Lenoir-Rhyne Is A Small University With Some Big Ambitions
Published May 27, 2009

Lenoir-Rhyne University offers 60 majors and is home to the Reese Institute for the Conservation of Natural Resources.
It wasn’t as if Lenoir-Rhyne was struggling as a college. It was just time to rise up.
For nearly 120 years, the Hickory school had earned a reputation that in recent times made it a familiar presence in the U.S. News & World Report ranking of the best Southern baccalaureate-degree institutions.
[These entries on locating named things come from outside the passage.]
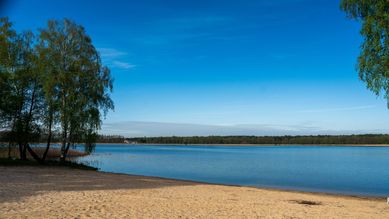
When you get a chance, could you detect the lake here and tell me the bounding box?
[73,144,389,196]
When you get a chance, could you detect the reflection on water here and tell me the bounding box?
[78,145,389,196]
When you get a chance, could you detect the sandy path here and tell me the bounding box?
[0,167,389,219]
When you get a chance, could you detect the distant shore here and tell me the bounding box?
[96,143,389,147]
[0,166,389,218]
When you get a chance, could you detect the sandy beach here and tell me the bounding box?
[0,166,389,219]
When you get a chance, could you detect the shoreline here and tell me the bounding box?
[96,143,389,147]
[96,170,387,201]
[0,166,389,219]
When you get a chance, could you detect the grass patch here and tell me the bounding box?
[0,158,97,170]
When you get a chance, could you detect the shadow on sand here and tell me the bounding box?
[0,166,199,203]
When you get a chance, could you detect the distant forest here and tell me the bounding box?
[121,134,389,145]
[0,132,389,145]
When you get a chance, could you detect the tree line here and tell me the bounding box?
[127,134,389,145]
[0,17,114,163]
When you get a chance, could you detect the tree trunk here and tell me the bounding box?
[42,110,53,162]
[8,142,11,159]
[25,144,43,164]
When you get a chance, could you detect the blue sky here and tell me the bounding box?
[1,0,389,136]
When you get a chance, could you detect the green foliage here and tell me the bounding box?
[0,18,113,161]
[340,0,389,106]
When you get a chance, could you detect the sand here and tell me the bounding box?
[0,166,389,219]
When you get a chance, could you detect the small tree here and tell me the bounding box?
[340,0,389,106]
[39,19,114,161]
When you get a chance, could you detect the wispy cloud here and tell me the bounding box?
[297,105,375,113]
[101,121,378,137]
[112,61,136,69]
[97,48,136,70]
[97,48,127,59]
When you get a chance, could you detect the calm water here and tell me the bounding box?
[73,145,389,196]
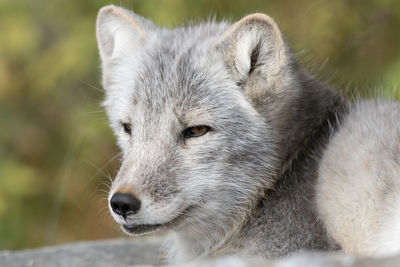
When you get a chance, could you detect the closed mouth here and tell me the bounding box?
[121,206,193,235]
[121,224,163,235]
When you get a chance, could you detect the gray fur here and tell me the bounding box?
[97,6,400,260]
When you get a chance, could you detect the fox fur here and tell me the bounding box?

But with 50-plus majors, 17 intercollegiate teams, 1,500 students, a multimillion dollar expansion and a growing number of graduate degrees in areas such as athletic training, the feeling spread that Lenoir-Rhyne was getting bigger than its name.
“We were already acting like what most people would call a university,” says Mike Langford, Lenoir-Rhyne director of marketing and communications.
And so, on Aug. 23 2008, the college was reborn as Lenoir-Rhyne University, a move that coincided with a new motto: “Rise up.”
The change had concrete consequences, including restructuring the school into four colleges: Arts and Sciences; Education and Human Services; Health Sciences; and Professional and Mathematical Studies, which includes the new Schort School of Mathematics and Computing Sciences.
By any name, the school has been adding to the region’s intellectual, cultural and academic heritage since 1891, when four Lutheran pastors created a one-room school.
Coeducational from the start, which was rare for that day, Lenoir-Rhyne has often blazed its own trail, through a variety of endeavors, such as its longtime emphasis on education for the hearing impaired.
Indeed, sign language is so common that many students often pick up the basics just by being around it, Langford says. Hearing-impaired students may receive assistance through Support Services for Deaf and Hard-of-Hearing Students, but otherwise are immersed in regular campus life.
More recently, Lenoir-Rhyne has added environmental programs to its offerings through the Reese Institute for the Conservation of Natural Resources.
The institute was founded in 2004 through a $3 million donation from Thomas Reese, a 1948 graduate, successful businessman and widely recognized conservationist.
Part of the institute’s mission is to help develop long-term solutions to environmental challenges inside and outside the university, such as helping Catawba County meet federal air-quality standards.
In 2009, the university added another program to its community commitments. The Latino Partnership will help Hispanic students unable to enroll in higher education due to legal or financial issues take distance classes in Mexico.
So it’s no surprise that in 2007-2008, Lenoir-Rhyne students performed nearly 1,500 hours of community service. It’s part of the Lenoir-Rhyne way, Langford says.
“We are here to rise up and make a difference in our vocation and our commitment and our service to the world beyond,” Langford says.